A collapsing property market, slowing consumer spending, rising unemployment and an economy that is fast deflating: that might sound all too much like a forecast for the British economy. But actually it’s a description of the Irish economy right now.
For the last decade, Ireland has been the most dynamic economy in Europe, with growth rates that far outstripped any of its rivals. This republic of not much more than 4 million citizens has turned itself into one of the most prosperous nations in the Western world. Fuelled by a long boom, a swaggering generation of Irish tycoons has emerged, buying up businesses around the world.
Yet in the space of a few months all that has swiftly turned around, amid collapsing property prices and fears of a subprime financial meltdown. The Celtic tiger looks to have lost is roar. ‘Growth is going to slow down dramatically this year,’ said Alan Barrett, an economist at Dublin’s Economic and Social Research Institute. ‘We are facing a dramatic contraction in the housing market.’
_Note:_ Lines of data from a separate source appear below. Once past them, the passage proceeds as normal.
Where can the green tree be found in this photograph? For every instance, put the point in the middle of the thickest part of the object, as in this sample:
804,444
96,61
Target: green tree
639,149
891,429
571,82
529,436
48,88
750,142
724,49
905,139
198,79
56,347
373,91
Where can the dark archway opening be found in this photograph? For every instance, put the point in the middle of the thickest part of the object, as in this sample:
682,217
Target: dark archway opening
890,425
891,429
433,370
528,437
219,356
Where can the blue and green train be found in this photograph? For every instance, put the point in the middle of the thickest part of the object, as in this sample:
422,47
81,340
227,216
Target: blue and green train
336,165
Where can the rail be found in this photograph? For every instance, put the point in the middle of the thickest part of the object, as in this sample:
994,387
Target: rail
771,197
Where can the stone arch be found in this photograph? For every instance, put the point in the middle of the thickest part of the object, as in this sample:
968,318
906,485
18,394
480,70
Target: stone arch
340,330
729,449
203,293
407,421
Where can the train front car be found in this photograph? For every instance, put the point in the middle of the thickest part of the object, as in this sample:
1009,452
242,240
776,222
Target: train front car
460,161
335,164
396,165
The interesting question now is whether Ireland’s transformation was always a bubble built on property speculation and cheap money, or whether it was built on something more durable that can outlast its current troubles. The Irish economic miracle has certainly been one of the more startling global success stories of recent times.
Forget China, India or Estonia. To see a real economic transformation in this decade, there was no need to cross anything more exotic than the Irish Sea.
Switch back a generation, and Ireland was an economic backwater. It had a state-dominated, largely agricultural economy that lived in the shadow of Britain. For generations, Ireland’s best and brightest made their careers in London, New York or Boston.